I first read Beatriz Pizano’s Madre when I was looking for a monologue for an audition.
That audition was for Aluna Theatre’s Interpretation Lab. My audition was Friday, May 8th 2015. I got the email with the time and date on May 1st. I had seven days to find a monologue and work on it.
Sue said, “Please prepare a 3-5 minute contemporary piece from the Latin-Canadian/American canon”. And that’s when I realized I knew none. None. No Latin-Canadian/American plays or playwrights. I had never considered that they existed. Luckily, I was still in school and in one of our libraries there it was: “Fronteras Vivientes” an anthology of Latin-Canadian works.
So I read this anthology searching for a monologue that I thought I could pull off in a short amount of time. When I look for a monologue I always look for something that moves me; a piece that I can get excited about doing, and I was having trouble finding the one that was “just right”. Finally, I came across Madre.

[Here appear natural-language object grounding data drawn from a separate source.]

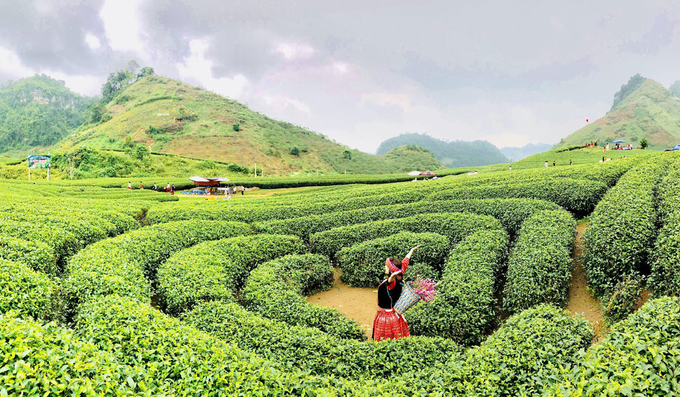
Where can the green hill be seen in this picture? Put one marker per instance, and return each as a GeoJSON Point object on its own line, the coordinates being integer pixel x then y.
{"type": "Point", "coordinates": [648, 110]}
{"type": "Point", "coordinates": [169, 116]}
{"type": "Point", "coordinates": [451, 154]}
{"type": "Point", "coordinates": [37, 112]}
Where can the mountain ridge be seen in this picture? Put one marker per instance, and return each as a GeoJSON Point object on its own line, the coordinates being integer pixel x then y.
{"type": "Point", "coordinates": [450, 153]}
{"type": "Point", "coordinates": [650, 111]}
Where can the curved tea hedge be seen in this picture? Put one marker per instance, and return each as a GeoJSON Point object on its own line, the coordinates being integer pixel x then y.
{"type": "Point", "coordinates": [26, 292]}
{"type": "Point", "coordinates": [217, 269]}
{"type": "Point", "coordinates": [275, 290]}
{"type": "Point", "coordinates": [519, 358]}
{"type": "Point", "coordinates": [665, 258]}
{"type": "Point", "coordinates": [44, 359]}
{"type": "Point", "coordinates": [454, 226]}
{"type": "Point", "coordinates": [639, 357]}
{"type": "Point", "coordinates": [539, 269]}
{"type": "Point", "coordinates": [363, 265]}
{"type": "Point", "coordinates": [36, 255]}
{"type": "Point", "coordinates": [621, 230]}
{"type": "Point", "coordinates": [577, 196]}
{"type": "Point", "coordinates": [313, 350]}
{"type": "Point", "coordinates": [464, 308]}
{"type": "Point", "coordinates": [127, 264]}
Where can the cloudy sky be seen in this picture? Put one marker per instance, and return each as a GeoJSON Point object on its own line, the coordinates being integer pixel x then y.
{"type": "Point", "coordinates": [360, 72]}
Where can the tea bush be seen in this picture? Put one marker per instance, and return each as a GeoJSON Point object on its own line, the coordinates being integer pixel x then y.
{"type": "Point", "coordinates": [539, 270]}
{"type": "Point", "coordinates": [577, 196]}
{"type": "Point", "coordinates": [45, 359]}
{"type": "Point", "coordinates": [126, 265]}
{"type": "Point", "coordinates": [454, 226]}
{"type": "Point", "coordinates": [639, 357]}
{"type": "Point", "coordinates": [363, 265]}
{"type": "Point", "coordinates": [36, 255]}
{"type": "Point", "coordinates": [464, 308]}
{"type": "Point", "coordinates": [26, 292]}
{"type": "Point", "coordinates": [520, 357]}
{"type": "Point", "coordinates": [217, 269]}
{"type": "Point", "coordinates": [510, 212]}
{"type": "Point", "coordinates": [313, 350]}
{"type": "Point", "coordinates": [274, 291]}
{"type": "Point", "coordinates": [621, 230]}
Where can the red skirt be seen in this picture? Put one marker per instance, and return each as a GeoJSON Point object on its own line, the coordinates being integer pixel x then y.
{"type": "Point", "coordinates": [389, 325]}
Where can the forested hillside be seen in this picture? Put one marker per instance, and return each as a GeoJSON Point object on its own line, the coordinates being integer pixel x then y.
{"type": "Point", "coordinates": [451, 154]}
{"type": "Point", "coordinates": [169, 116]}
{"type": "Point", "coordinates": [38, 112]}
{"type": "Point", "coordinates": [642, 108]}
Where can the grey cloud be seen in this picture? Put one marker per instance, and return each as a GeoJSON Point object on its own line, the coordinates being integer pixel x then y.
{"type": "Point", "coordinates": [53, 38]}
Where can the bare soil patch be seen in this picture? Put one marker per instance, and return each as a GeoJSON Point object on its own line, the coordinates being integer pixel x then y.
{"type": "Point", "coordinates": [359, 304]}
{"type": "Point", "coordinates": [580, 300]}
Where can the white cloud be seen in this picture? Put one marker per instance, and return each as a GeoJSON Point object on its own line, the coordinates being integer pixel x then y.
{"type": "Point", "coordinates": [11, 65]}
{"type": "Point", "coordinates": [292, 51]}
{"type": "Point", "coordinates": [280, 102]}
{"type": "Point", "coordinates": [340, 68]}
{"type": "Point", "coordinates": [92, 41]}
{"type": "Point", "coordinates": [122, 26]}
{"type": "Point", "coordinates": [196, 67]}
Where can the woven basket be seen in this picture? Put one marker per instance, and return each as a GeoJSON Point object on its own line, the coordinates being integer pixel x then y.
{"type": "Point", "coordinates": [407, 299]}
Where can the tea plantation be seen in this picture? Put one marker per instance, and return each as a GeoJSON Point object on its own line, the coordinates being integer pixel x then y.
{"type": "Point", "coordinates": [106, 291]}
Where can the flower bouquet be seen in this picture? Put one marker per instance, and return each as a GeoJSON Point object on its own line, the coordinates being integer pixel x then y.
{"type": "Point", "coordinates": [413, 292]}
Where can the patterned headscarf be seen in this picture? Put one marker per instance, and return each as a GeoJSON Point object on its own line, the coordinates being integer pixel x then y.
{"type": "Point", "coordinates": [392, 266]}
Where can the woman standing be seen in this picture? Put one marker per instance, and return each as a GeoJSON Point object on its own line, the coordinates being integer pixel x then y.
{"type": "Point", "coordinates": [387, 323]}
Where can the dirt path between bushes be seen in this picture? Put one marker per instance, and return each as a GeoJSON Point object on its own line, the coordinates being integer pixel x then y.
{"type": "Point", "coordinates": [580, 300]}
{"type": "Point", "coordinates": [357, 303]}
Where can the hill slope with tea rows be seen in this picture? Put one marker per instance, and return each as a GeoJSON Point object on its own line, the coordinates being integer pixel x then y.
{"type": "Point", "coordinates": [110, 291]}
{"type": "Point", "coordinates": [169, 116]}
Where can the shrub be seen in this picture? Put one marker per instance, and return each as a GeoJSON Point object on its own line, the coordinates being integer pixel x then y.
{"type": "Point", "coordinates": [33, 254]}
{"type": "Point", "coordinates": [363, 265]}
{"type": "Point", "coordinates": [271, 292]}
{"type": "Point", "coordinates": [24, 291]}
{"type": "Point", "coordinates": [577, 196]}
{"type": "Point", "coordinates": [455, 226]}
{"type": "Point", "coordinates": [309, 349]}
{"type": "Point", "coordinates": [45, 359]}
{"type": "Point", "coordinates": [119, 265]}
{"type": "Point", "coordinates": [622, 228]}
{"type": "Point", "coordinates": [510, 212]}
{"type": "Point", "coordinates": [520, 357]}
{"type": "Point", "coordinates": [622, 301]}
{"type": "Point", "coordinates": [539, 269]}
{"type": "Point", "coordinates": [217, 269]}
{"type": "Point", "coordinates": [640, 356]}
{"type": "Point", "coordinates": [464, 308]}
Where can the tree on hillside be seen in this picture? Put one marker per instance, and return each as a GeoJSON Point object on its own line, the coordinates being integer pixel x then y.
{"type": "Point", "coordinates": [675, 88]}
{"type": "Point", "coordinates": [146, 71]}
{"type": "Point", "coordinates": [626, 89]}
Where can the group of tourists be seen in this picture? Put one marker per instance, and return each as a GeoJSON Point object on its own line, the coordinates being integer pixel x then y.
{"type": "Point", "coordinates": [169, 188]}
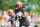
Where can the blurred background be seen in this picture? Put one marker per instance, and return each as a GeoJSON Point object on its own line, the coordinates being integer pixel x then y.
{"type": "Point", "coordinates": [30, 5]}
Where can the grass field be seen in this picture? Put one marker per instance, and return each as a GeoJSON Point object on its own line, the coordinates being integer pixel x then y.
{"type": "Point", "coordinates": [38, 24]}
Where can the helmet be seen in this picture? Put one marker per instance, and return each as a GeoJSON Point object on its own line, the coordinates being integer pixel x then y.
{"type": "Point", "coordinates": [11, 10]}
{"type": "Point", "coordinates": [19, 4]}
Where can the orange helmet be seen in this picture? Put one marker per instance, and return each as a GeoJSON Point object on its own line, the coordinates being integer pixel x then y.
{"type": "Point", "coordinates": [11, 10]}
{"type": "Point", "coordinates": [19, 4]}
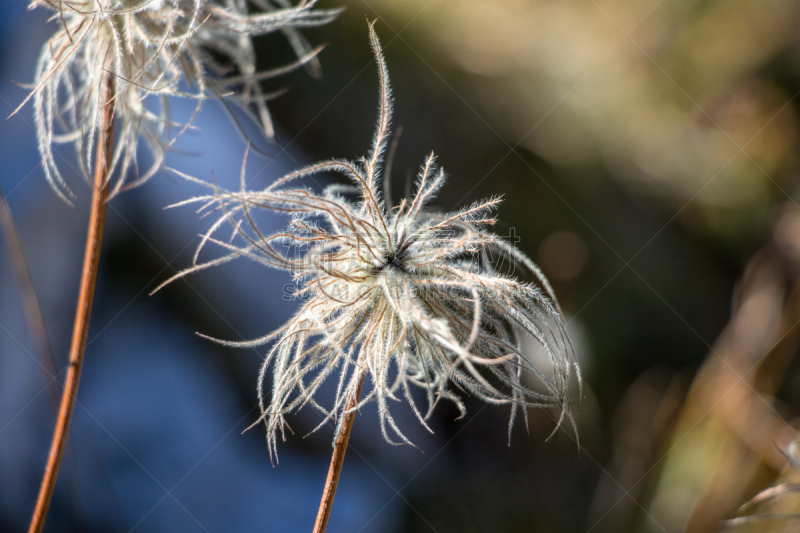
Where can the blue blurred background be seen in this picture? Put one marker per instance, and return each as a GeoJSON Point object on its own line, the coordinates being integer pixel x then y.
{"type": "Point", "coordinates": [647, 153]}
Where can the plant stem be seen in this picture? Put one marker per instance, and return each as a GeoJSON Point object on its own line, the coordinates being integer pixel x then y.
{"type": "Point", "coordinates": [94, 238]}
{"type": "Point", "coordinates": [337, 460]}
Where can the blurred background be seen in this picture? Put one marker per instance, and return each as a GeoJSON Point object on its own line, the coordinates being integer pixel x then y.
{"type": "Point", "coordinates": [647, 154]}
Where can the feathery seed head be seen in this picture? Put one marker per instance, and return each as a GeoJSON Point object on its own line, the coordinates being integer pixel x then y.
{"type": "Point", "coordinates": [404, 296]}
{"type": "Point", "coordinates": [150, 48]}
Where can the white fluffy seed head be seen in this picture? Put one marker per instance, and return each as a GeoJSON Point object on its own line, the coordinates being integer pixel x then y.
{"type": "Point", "coordinates": [404, 297]}
{"type": "Point", "coordinates": [151, 50]}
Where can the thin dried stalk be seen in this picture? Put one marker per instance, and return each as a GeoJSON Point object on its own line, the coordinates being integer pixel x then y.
{"type": "Point", "coordinates": [337, 461]}
{"type": "Point", "coordinates": [83, 311]}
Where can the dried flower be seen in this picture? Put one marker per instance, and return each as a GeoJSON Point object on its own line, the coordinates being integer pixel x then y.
{"type": "Point", "coordinates": [404, 296]}
{"type": "Point", "coordinates": [151, 48]}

First of all, it was about Colombia: a country and a history I related to because it was also mine. Second, it had amazing female characters. Third, it was about a mother-daughter relationship. I don’t mean to reduce this work into these three things, but when I was short on time and I needed to make a choice, these three reasons drew me to Madre.
However, I had my hesitations. It’s written by Beatriz Pizano herself! A woman, who at the time, I had never met and I was about to audition for. So, of course I was nervous. Was I really about to perform a piece she had written, in front of her?
The answer was yes, because when I read it I loved it and time constraints always force me to follow my gut. I chose to condense a conversation between Angela and Julia and turn into a monologue; a confrontation between mother and daughter. This is my favourite part:
“He abandoned me too, Mother. This happened to me too! When he died everyone came to me: ‘Oh your mother, your poor mother, this is going to kill her.’ And I wanted to scream at the top of my lungs: ‘And what about me?’ Have you ever thought about me? He was my hero. And when he did that horrible—the two of you excluded me! Am I your daughter? Am I your daughter or aren’t I?”
Madre was an awakening for me. First, that being Colombian could empower me as a performer. Second, that being fluent in both Spanish and English could enrich my work. Third, that a community of artists I feel inspired by and welcomed by, exists. And now here I am, working with the same people I auditioned for two years a go, about to work on Madre again, but now in Spanish.